Пиджак, казалось, жал везде: в плечах, в подмышках, в рукавах, в карманах и даже в голове. Тщательно отглаженный ворот рубашки обвился вокруг шеи удавкой. Сияние натертых до блеска ботинок можно было притушить единственно возможным способом – задвинув их в самый темный угол обувного шкафчика и накидав сверху целый ворох тряпья. Как вариант можно было облить их бензином и сжечь на заднем дворе, в не занесенном снегом закуте между каменной стеной и жестяным боком чулана. Левон даже на секунду затуманился взором, представляя, как съеживаются и лопаются под натиском огня глянцевая кожа и рифленая подошва ботинок, как, чадно корчась и ядовито шипя, сворачиваются в змейки ненавистные шнурки, завязывание которых всегда отнимало уйму времени. Он с сожалением отогнал прекрасное видение, вообразив шум, который поднимет бабо Софа. Шум, кстати, получится знатным, потому что ботинки выбирала и покупала она. На подарки для родных и близких бабушка копила, ежемесячно откладывая часть своей пенсии. Оставшуюся часть, присовокупив к пенсии мужа, она, невзирая на возмущенные протесты сына, требующего, чтобы родители оставляли деньги себе, пускала на мелкие насущные нужды: лекарства, продукты, всякую бытовую химию. Двух стариковских пенсий при тщательной экономии хватало на неделю, иногда, если повезет – дней на десять.

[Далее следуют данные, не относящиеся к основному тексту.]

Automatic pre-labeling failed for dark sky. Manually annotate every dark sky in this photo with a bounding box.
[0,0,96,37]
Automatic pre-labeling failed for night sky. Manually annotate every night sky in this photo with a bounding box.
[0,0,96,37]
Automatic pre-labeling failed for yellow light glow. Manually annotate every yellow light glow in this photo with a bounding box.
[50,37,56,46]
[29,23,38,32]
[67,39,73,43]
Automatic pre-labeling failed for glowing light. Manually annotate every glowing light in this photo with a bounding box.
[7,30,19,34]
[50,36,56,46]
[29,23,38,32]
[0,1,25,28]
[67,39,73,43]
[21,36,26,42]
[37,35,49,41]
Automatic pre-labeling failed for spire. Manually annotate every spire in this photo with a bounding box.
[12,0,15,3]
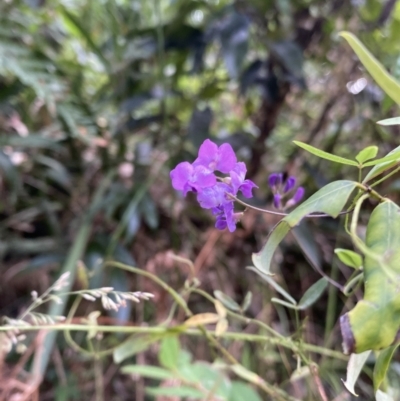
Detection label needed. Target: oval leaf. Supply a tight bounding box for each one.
[374,344,399,391]
[297,277,328,310]
[363,151,400,167]
[356,146,378,164]
[293,141,358,166]
[335,248,363,269]
[343,351,371,397]
[340,32,400,104]
[228,381,262,401]
[363,146,400,182]
[340,201,400,353]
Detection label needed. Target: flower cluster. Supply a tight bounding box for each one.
[268,173,304,210]
[170,139,258,232]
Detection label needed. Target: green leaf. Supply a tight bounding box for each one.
[335,248,363,269]
[214,290,240,312]
[356,146,378,164]
[247,266,297,305]
[363,146,400,182]
[252,180,357,274]
[340,200,400,353]
[158,336,180,369]
[377,117,400,125]
[343,351,371,397]
[373,344,399,391]
[146,386,205,400]
[363,151,400,167]
[293,141,358,167]
[251,220,290,275]
[271,297,297,310]
[178,362,230,399]
[113,334,165,363]
[297,277,328,310]
[292,221,322,271]
[121,365,175,380]
[228,381,262,401]
[340,32,400,104]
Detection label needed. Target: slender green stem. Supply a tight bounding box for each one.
[363,162,400,188]
[104,261,193,316]
[230,192,352,219]
[0,323,348,361]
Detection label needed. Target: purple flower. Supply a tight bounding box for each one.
[229,162,258,198]
[197,182,231,209]
[193,139,236,173]
[211,202,237,233]
[285,187,304,208]
[170,139,258,232]
[170,162,217,196]
[283,176,296,193]
[274,194,282,209]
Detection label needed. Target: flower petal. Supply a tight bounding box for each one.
[215,143,237,173]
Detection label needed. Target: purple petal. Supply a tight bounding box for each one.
[285,187,304,208]
[193,139,218,171]
[215,143,237,173]
[268,173,282,188]
[191,166,217,189]
[274,194,282,209]
[215,216,227,230]
[197,182,230,209]
[283,176,296,193]
[170,162,193,191]
[223,202,236,233]
[239,180,258,198]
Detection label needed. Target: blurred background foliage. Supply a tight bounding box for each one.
[0,0,400,401]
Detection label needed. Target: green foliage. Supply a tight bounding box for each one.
[253,180,357,274]
[341,201,400,353]
[0,0,400,401]
[335,248,363,269]
[340,32,400,105]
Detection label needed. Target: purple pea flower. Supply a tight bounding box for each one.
[193,139,236,173]
[274,194,282,209]
[170,162,217,196]
[285,187,305,208]
[268,173,304,210]
[211,202,238,233]
[229,162,258,198]
[283,176,296,193]
[197,182,230,209]
[170,139,258,232]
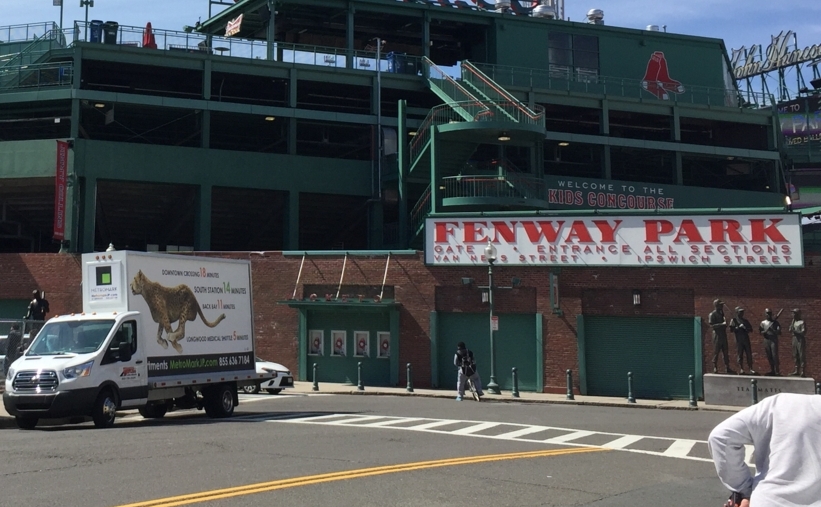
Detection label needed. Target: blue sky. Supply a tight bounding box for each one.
[0,0,821,55]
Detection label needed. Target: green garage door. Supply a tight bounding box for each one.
[436,313,543,391]
[583,316,700,399]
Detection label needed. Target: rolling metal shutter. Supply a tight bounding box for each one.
[583,316,696,399]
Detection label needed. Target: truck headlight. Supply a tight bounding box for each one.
[63,361,94,379]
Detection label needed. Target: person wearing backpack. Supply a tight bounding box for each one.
[453,342,485,401]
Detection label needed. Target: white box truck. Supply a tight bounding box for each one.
[3,251,280,429]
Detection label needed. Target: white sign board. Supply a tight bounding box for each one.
[425,213,804,268]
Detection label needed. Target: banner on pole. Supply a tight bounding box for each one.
[54,141,68,240]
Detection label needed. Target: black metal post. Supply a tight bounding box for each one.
[627,371,636,403]
[510,367,519,398]
[487,258,502,394]
[689,375,698,407]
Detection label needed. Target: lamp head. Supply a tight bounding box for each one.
[485,240,496,263]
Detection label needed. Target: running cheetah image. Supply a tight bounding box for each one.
[131,270,225,353]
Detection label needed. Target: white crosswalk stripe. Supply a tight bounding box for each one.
[272,414,753,466]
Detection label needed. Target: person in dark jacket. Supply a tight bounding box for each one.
[453,342,485,401]
[3,322,23,376]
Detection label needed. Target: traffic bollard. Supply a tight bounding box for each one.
[510,367,519,398]
[689,375,698,407]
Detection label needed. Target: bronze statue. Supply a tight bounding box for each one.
[790,308,807,377]
[707,299,735,373]
[758,308,784,376]
[730,306,755,375]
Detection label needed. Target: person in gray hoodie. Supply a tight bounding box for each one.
[707,393,821,507]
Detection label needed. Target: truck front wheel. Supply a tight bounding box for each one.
[91,389,117,428]
[14,415,37,430]
[205,385,236,419]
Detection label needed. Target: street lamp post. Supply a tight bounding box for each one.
[80,0,94,42]
[485,240,502,394]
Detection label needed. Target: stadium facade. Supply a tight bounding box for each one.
[0,0,821,397]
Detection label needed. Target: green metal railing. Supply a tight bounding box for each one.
[0,23,66,67]
[422,58,490,121]
[0,62,74,92]
[472,63,775,108]
[441,172,547,200]
[408,185,431,236]
[461,61,544,127]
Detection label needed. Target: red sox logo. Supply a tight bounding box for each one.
[641,51,684,100]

Вполне естественно, что при таком раскладе бабушка вряд ли бы обрадовалась, если бы внук спалил дорогущие кожаные ботинки, которые она, уболтав до мозгового паралича продавца, с дополнительной десятипроцентной скидкой (тридцатрипроцентная уже наличествовала!) выторговала на распродаже в обувной лавке. Левон невзлюбил эти ботинки с того дня, как получил на семилетие, и всякий раз кочевряжился, надевая их. Слишком уж они были расфуфыренные, что ли: ни попрыгать, ни на забор вскарабкаться. Совсем другое дело кроссовки на липучках, в которых носишься целый день, то заскакивая в кусты чертополоха, то взбираясь на ореховое дерево, а то промахиваясь и уходя в воду по колено, перепрыгивая с одного речного валуна на другой. Будь на то его воля, он бы круглый год в кроссовках бегал, но кто же ему такое позволит?

К счастью, ботинки были велики на целый размер – бабушка по своему обыкновению брала все на вырост. Потому надевались они в исключительных случаях, когда необходимо было выглядеть по-человечески: в гости, на школьные праздники и какие-нибудь другие торжественные мероприятия. Сегодня как раз выпал такой случай: семья была приглашена на смотрины племянницы, которой исполнилось сорок дней с рождения. Настала пора знакомить ее со всей многочисленной родней.

Утро прошло в лихорадочных приготовлениях. Дед, основательно повоевав с женой, вынужден был выкинуть белый флаг и все-таки повязать галстук. Маргарита сначала вообще отказывалась куда-либо идти, потому что, проснувшись, обнаружила у себя на лбу внушительных размеров прыщ. К счастью, мама мигом решила эту проблему, позволив замазать его тональным кремом. Обрадованная Маргарита хотела выторговать себе еще и помаду, но потерпела поражение.